Background:
In humans and mice, obesity is associated with chronic low-grade inflammation and fibrosis in adipose tissue that is reduced by caloric restriction, but the effects of intermittent fasting (IF) are unclear.
Methods:
Ten-week old male C57BL/6J mice were fed a lard based high-fat (HFD; 43% fat) or chow (18% fat) diet for 8wks ad-libitum (AL). Mice on each diet were then randomised to AL or IF for 8wks (n=8/group). Intermittent 24h fasts were initiated at Z11 for 3 non-consecutive days/week, with AL access on non-fast days. Body weight and energy intake were measured daily. Oral glucose tolerance (2g/kg body weight) was assessed prior to sacrifice. In gonadal fat, markers of inflammation (F4/80, Mac2, CD11c, Nos2, Arg1, Erg2, Ccl2 and Ccl3) and extracellular matrix (Col3a1, Col6a1, Mmp2, Mmp9 and Timp1) were examined by qPCR. Ucp1 mRNA and protein (by immunohistochemistry) in gonadal and inguinal fat were assessed.
Results:
Energy intake was similar between chow groups, but was 26% lower in HFD-IF than HFD-AL group.
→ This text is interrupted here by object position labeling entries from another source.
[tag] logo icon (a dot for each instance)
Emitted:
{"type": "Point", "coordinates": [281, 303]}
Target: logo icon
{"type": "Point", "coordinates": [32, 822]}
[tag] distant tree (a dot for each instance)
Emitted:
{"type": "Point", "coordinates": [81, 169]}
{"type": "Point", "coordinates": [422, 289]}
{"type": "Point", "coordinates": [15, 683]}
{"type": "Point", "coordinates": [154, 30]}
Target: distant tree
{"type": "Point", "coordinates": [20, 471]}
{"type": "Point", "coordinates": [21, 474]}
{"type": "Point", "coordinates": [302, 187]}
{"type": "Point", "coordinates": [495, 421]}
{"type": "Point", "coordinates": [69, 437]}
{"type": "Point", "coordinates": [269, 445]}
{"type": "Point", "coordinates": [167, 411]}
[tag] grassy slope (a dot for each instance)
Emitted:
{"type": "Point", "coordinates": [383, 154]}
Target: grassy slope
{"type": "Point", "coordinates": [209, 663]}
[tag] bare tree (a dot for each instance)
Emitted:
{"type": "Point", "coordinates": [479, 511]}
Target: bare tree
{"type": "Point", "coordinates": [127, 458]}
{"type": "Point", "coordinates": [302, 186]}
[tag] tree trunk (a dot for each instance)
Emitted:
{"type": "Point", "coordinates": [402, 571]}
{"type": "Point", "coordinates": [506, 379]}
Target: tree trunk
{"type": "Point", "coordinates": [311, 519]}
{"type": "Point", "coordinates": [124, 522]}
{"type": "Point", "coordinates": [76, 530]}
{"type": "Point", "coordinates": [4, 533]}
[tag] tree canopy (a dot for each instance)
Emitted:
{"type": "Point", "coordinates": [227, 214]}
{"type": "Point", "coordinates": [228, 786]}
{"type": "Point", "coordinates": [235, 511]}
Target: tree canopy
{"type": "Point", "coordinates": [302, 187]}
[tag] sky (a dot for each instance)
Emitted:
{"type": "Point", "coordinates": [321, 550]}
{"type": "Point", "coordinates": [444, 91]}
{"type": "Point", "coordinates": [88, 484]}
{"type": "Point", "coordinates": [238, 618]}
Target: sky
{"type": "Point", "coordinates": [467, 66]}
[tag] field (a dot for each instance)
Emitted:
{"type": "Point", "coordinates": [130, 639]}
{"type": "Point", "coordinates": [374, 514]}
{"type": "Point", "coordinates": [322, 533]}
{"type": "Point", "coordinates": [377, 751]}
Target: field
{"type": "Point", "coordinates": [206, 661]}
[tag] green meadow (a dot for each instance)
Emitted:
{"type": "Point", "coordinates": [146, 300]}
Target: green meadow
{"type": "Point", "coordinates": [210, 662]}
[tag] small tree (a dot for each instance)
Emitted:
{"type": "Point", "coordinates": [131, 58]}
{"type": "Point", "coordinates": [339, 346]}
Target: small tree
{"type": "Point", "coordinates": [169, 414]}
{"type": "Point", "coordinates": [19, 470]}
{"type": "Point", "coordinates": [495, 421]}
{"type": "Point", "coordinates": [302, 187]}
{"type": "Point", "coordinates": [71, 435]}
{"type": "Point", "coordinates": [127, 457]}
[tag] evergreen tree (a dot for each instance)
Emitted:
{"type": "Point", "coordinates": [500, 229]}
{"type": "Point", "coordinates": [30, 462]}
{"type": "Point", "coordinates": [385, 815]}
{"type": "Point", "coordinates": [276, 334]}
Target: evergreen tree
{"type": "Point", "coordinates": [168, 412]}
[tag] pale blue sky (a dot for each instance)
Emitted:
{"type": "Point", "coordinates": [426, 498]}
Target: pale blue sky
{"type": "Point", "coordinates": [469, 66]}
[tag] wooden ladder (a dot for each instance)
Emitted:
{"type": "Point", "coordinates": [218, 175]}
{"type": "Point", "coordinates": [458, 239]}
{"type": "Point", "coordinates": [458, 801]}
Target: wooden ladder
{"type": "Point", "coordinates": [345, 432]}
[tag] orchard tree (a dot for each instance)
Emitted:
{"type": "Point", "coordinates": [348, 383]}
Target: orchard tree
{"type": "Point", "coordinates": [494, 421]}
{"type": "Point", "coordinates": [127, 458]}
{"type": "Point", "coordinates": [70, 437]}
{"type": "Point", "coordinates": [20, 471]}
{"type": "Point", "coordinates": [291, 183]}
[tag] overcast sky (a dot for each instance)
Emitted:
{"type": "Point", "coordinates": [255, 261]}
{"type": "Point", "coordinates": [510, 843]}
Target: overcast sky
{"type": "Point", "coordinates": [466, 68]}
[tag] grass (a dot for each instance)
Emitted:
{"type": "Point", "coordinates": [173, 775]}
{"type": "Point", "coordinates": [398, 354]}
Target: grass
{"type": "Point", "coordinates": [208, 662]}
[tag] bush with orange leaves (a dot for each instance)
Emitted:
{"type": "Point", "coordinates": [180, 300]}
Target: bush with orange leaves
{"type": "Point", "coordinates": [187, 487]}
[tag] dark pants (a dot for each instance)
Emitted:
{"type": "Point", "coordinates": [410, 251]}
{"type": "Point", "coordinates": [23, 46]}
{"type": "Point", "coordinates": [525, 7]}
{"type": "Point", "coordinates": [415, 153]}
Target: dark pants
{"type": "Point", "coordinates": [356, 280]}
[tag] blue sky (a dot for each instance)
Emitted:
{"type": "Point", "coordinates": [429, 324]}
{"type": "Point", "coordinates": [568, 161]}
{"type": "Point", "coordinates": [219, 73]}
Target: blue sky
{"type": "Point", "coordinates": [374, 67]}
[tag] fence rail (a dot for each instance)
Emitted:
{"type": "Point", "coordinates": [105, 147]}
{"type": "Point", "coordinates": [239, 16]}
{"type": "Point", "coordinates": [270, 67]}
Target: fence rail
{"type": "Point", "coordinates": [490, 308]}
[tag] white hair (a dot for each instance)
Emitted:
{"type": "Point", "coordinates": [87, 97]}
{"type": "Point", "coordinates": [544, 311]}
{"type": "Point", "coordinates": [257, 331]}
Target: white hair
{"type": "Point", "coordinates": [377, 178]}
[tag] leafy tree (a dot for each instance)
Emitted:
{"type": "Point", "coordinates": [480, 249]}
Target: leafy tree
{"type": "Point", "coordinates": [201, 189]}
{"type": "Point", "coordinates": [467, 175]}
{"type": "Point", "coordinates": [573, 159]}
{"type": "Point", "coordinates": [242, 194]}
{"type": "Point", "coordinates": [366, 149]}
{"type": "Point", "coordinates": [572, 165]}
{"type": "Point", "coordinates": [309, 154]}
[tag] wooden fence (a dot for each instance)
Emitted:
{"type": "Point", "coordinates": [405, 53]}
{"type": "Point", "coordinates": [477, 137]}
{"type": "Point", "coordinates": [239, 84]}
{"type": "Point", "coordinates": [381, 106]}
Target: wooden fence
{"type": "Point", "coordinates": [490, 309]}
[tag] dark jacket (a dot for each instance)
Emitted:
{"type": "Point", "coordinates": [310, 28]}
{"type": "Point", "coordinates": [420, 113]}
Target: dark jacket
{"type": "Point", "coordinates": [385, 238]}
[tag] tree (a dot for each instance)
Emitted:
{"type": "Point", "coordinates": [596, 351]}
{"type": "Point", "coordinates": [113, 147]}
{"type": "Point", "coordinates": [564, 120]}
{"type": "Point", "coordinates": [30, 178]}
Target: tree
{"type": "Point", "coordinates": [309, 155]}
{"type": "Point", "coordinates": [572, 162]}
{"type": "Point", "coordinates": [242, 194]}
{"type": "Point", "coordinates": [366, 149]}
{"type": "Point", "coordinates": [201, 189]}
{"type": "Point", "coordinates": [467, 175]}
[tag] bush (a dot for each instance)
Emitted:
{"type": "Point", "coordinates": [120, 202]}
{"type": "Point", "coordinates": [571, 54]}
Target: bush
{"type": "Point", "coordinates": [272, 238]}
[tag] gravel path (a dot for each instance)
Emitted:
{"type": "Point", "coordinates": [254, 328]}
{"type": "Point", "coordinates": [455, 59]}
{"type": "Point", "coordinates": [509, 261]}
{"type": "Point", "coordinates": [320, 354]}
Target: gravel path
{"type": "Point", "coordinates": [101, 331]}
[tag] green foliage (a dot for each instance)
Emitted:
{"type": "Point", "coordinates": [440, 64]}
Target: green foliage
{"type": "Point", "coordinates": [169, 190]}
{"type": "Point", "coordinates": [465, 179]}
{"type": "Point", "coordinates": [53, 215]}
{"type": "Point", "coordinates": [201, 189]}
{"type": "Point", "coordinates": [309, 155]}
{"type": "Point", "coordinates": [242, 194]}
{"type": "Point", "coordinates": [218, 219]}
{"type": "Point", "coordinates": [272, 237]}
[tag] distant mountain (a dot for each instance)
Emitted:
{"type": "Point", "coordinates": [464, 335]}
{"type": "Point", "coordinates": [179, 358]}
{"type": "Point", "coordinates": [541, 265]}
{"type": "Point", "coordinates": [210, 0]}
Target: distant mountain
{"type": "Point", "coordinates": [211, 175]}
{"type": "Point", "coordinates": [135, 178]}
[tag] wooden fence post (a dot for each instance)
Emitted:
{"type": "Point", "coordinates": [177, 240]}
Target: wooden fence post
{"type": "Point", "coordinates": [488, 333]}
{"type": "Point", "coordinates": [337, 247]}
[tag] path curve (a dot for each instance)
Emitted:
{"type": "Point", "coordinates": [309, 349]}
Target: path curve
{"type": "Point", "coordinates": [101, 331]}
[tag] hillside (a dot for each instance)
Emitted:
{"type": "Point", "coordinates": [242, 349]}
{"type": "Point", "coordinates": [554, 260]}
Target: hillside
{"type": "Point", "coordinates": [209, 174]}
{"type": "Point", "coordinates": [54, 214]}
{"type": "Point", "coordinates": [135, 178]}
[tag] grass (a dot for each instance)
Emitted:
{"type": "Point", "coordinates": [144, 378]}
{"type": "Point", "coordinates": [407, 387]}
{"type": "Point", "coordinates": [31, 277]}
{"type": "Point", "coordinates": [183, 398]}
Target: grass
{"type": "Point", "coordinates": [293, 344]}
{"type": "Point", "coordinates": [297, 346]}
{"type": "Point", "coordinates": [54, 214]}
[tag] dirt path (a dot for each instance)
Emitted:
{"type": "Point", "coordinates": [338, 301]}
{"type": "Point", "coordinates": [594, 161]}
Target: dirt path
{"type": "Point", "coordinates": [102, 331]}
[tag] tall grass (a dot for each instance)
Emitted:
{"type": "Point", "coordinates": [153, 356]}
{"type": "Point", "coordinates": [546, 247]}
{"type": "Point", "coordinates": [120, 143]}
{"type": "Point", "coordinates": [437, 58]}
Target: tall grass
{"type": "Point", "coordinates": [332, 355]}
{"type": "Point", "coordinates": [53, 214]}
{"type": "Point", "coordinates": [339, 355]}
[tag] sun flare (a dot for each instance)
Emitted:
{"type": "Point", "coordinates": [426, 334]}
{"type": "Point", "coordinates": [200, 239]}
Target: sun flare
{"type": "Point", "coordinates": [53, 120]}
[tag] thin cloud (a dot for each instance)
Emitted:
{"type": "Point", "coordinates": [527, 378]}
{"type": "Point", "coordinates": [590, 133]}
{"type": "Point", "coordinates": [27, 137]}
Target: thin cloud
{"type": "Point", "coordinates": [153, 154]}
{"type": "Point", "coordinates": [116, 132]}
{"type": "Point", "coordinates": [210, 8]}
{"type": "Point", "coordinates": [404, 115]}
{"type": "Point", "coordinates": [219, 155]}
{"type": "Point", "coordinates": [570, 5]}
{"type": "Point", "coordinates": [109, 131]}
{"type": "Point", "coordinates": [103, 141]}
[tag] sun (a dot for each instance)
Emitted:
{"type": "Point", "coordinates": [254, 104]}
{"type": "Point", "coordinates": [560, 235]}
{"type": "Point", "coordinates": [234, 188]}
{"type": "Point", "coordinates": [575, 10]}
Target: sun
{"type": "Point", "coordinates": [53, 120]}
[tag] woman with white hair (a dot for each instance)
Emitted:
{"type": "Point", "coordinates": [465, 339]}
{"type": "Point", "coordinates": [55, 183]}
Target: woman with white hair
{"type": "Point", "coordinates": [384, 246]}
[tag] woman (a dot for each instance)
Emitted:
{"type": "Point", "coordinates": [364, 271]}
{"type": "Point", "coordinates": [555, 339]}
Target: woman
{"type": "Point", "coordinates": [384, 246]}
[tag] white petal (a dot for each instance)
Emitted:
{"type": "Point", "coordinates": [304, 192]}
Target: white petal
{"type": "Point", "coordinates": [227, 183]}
Final body weight, gonadal and inguinal fat mass was increased in AL vs. IF groups (P<0.05). Glucose tolerance was impaired in HFD-AL group, and improved by IF, with a greater improvement in chow-IF vs. HFD-IF (all P<0.05). Fasting insulin was increased by HFD-AL, and decreased in HFD-IF vs. HFD-AL only (all P<0.001). IF reduced Mac2, CD11c, Nos2, Arg1, Erg2, CCL2, Col6a1 and Timp1 expression, and increased MMP2/TIMP1 and MMP9/TIMP1 vs. AL (all P<0.05). IF increased Ucp1 gene expression in both gonadal and inguinal fat and Ucp1 immunostaining in inguinal fat (P<0.05).
Conclusions:
Intermittent fasting decreases energy intake, fat mass, and markers of adipose tissue inflammation and fibrosis, and improves glucose tolerance. IF may promote adipose tissue browning in lean and diet-induced obese mice.